The whole thing was obnoxious and it was hard to imagine who or what could make it worse.

The answer of course is Nick Gillespie at Reason, with a sock full of False Equivalencies.

Making things worse : libertarians :: bouncing : Tiggers.

In questionable taste? Certainly. But is offering the drink actually participating in “rape culture,” as various Twitter folks aver, or is it something else altogether, as the operators of the business suggest? Or maybe it’s neither—maybe it’s just tasteless joke that is neither particularly offensive nor edifying. Does everything need to have a higher value in order to justify its existence? I hope not.

Because he’d be fucked if higher value were the standard for existence.

Libertarian follow-up question:

JFC.

Is this an example of disciplining via market forces and/or voice (as opposed to exit or loyalty, in the parlance of Albert O. Hirschman)? Or is it simply the latest sign of political correctness and identity politics stamping out anything that anyone can find objectionable?

OK, already that’s two questions. But it was a lot to load into one rhetorical designed to help people who think Gillespie is clever figure out that potential consumers objecting to a menu item that makes light of rape can’t be a legitimate use of the Free Market because Reason.

He could have stopped there. But he hadn’t yet displayed the gibbertarian’s full range of idiocy with a final False Equivalency x Gotcha hybrid.

And will the next casualty be “the Marvin Gaye,” a drink whose name is at the bottom of the menu in the picture of the drink above and to the right?
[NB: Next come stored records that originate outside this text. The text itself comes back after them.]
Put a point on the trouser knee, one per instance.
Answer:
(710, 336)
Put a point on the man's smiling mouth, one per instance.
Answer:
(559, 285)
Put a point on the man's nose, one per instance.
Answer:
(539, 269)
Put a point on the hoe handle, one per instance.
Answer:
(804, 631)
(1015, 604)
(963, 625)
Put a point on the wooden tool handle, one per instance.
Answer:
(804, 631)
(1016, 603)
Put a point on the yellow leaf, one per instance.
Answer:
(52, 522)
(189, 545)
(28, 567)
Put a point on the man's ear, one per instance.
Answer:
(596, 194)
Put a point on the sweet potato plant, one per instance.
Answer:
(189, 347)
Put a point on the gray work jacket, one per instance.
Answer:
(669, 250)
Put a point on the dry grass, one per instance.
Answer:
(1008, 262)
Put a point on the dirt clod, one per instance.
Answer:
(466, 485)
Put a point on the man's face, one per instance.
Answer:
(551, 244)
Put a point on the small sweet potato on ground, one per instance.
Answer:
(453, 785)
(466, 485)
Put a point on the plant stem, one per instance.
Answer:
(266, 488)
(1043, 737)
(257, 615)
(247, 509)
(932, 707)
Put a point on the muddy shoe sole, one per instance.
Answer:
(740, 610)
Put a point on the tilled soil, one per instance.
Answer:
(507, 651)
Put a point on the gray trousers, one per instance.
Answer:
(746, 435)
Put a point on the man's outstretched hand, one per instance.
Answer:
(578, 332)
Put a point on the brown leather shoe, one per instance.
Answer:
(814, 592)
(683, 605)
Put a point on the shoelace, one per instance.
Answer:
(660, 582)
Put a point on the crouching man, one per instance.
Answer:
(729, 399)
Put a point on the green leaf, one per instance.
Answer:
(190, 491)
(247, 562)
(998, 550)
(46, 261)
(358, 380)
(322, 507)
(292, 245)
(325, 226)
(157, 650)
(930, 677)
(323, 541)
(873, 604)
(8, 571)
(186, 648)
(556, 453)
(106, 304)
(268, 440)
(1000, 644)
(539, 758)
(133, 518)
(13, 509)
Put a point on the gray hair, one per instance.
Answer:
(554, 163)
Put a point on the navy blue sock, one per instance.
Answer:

Gaye came to an ugly and sad end, shot to death by his own father even as his career was reviving in the mid-1980s.

Because there’s no difference between a punny drink that makes reference to a man accused of doing bad things to other people – complete with pill capsule garnish in case a Reason fan needs help getting the joke – and a drink that bears the name a man who had a bad thing done to him. Touché, M. Gillespie!